Figure 13.1 The Eurozone
The ECB is part of a larger system, the European System of Central Banks (ESCB), some of the countries of which (Bulgaria, Czech Republic, Denmark, Estonia, Cyprus, Latvia, Lithuania, Hungary, Malta, Poland, Romania, Slovakia, Sweden, and the United Kingdom) are part of the European Union but have opted out of the currency union. Other countries in the ESCB, including Bulgaria, Denmark, Latvia, and Lithuania, currently link their national currencies to the euro.

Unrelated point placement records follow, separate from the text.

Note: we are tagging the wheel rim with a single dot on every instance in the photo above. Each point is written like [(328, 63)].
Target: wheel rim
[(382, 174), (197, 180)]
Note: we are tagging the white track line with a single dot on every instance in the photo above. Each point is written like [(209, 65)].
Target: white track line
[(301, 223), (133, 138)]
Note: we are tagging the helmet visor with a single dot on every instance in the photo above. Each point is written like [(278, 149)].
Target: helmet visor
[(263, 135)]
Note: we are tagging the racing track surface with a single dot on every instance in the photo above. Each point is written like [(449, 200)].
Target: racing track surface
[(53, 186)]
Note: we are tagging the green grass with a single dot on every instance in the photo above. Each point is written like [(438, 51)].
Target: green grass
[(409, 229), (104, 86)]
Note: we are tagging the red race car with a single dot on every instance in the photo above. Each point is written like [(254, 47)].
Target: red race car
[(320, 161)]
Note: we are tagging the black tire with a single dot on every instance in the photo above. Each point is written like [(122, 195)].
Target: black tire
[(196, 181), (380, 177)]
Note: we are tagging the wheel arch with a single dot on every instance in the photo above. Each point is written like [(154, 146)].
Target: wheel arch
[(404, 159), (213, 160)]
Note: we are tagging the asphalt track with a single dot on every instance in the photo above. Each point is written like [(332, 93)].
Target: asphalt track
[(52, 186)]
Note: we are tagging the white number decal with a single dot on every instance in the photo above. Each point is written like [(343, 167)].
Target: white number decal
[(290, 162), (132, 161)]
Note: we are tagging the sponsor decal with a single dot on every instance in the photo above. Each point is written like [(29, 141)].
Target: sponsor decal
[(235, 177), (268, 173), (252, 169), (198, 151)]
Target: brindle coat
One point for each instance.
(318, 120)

The ECB or Eurosystem was consciously modeled on the Fed, so it is not surprising that their structures are similar. Each nation is like a Federal Reserve district headed by its national central bank (NCB). At its headquarters in Frankfurt sits the ECB’s Executive Board, the structural equivalent of the Fed’s Board of Governors, and the Governing Council, which like the Fed’s FOMC makes monetary policy decisions. The ECB is more decentralized than the Fed, however, because the NCBs control their own budgets and conduct their own open market operations. Also unlike the Fed, the ECB does not regulate financial institutions, a task left to each individual country’s government. The two central banks, of course, also differ in many matters of detail. The ECB’s current head or president is a Frenchman named Jean-Claude Trichet.http://en.wikipedia.org/wiki/President_of_the_European_Central_Bank#Trichet
Three other important central banks, the Bank of England, the Bank of Japan, and the Bank of Canada, look nothing like the Fed or the ECB because they are unitary institutions with no districts. Although they are more independent than in the past, most are not as independent as the Fed or the ECB. Despite their structural differences and relative dearth of independence, unit central banks like the Bank of Japan implement monetary policy in ways very similar to the Fed and ECB.Dieter Gerdesmeier, Francesco Mongelli, and Barbara Roffia, “The Eurosystem, the US Federal Reserve and the Bank of Japan: Similarities and Differences,” ECB Working Paper Series No. 742 (March 2007).